At the time of the cataclysm, Pompeii is thought to have had a population of about 12,000. Most people escaped; only about 1,200 bodies have been recovered. A forensic analysis of the two Casa del Fabbro bodies revealed that the male was about 35 years old and the female over 50. “She may have been his mother, his aunt or his wife,” Macciardi said. Researchers targeted DNA stored in the petrous, a very dense bone that envelopes the inner ear. But they could sequence genetic material from only the male cadaver.
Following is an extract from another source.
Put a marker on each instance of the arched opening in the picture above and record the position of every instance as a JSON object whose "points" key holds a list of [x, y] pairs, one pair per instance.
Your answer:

Comparisons of his DNA with genetic material recovered from 1,030 other ancient and 471 modern western Eurasian people suggested that his genetic makeup was most similar to ancient people living around Rome in Imperial times, in the first few centuries of the common era.

“Modern and central Italians look genetically different due to medieval events,” Reich said. “The findings are consistent with the possibility that the people of Pompeii might have been part of the same population as the people of the city of Rome, roughly 150 miles away.”

The investigators concluded that some of the Pompeii man’s ancestors were from the island of Sardinia and some from Anatolia, the Asian part of modern Turkey. This bolsters data from a previous paper that inferred that two millenniums ago the Italian peninsula was a hotbed of genetic diversity.

Why was the Pompeian male lying down? Tuberculous spondylitis, a disease of the spine also known as Pott’s disease, was detected in his DNA sequence. Common symptoms are back pain, lower limb weakness and paraplegia. “The condition would have forced him to have little mobility,” Fabbri said. “The elderly woman near him suffered from arthrosis, so she stood there waiting, protecting a small treasure of coins.”

Macciardi was unfazed by Fabbri’s diagnosis of his proto-Mastroianni. “I imagine him leisurely eating lunch while lounging on his couch, battling the ache in the back and ruminating in the old Italian style on how to eliminate his wife and marry his young cousin,” he said. “Then the volcano erupts and he’s buried in pumice.”

There’s an Italian proverb: La morte mi trovera vivo. Death will find me alive.